Cigna is planning to vigorously defend its pharmacy benefit manager from scrutiny.
On an Aug. 1 call with investors, Cigna Group CEO David Cordani said the company will be more aggressive in communicating the value of its PBM to lawmakers, customers and the public.
"We challenge ourselves to be much more aggressive and complete relative to communication and engagement in support of our clients, be they employers or health plan customers, collaborating even more deeply and intensely with independent pharmacies … and working on the Hill, of course," Mr. Cordani said.
Mr. Cordani's comments come as PBMs are under intense scrutiny in Washington. In July, a Federal Trade Commission report alleged PBMs show favoritism toward their own pharmacies and hold vast market control, affecting both medication access and affordability.
Cigna operates Express Scripts, one of the largest PBMs.
In July, the CEOs of Express Scripts, OptumRx and CVS Caremark testified before the House Committee on Oversight and Accountability.
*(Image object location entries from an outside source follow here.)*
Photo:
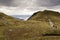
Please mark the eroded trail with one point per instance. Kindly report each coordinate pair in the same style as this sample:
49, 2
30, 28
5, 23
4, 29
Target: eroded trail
52, 24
According to The Wall Street Journal, the FTC is preparing to sue Cigna, UnitedHealth Group and CVS Health over their PBM business practices.
Mr. Cordani told investors PBMs are the "only part of the drug supply chain who works to drive down costs," and negotiations to settle on prices can "at times generate friction in the system."
"This friction has spilled into and now reached heightened levels in the political arena and media, with winners and losers being declared in every report and every headline," he said.
The current environment requires Cigna to be "more proactive," Mr. Cordani said, both in its messaging on the value of PBMs and in reducing drug costs.
"In 2023, 1% of the patients in the U.S. experienced out-of-pocket costs above $2,000 a year. From our point of view, that's too many. We accept the responsibility to accelerate innovation to make medications more affordable while continuing to improve outcomes and finding solutions for every person we serve," he said.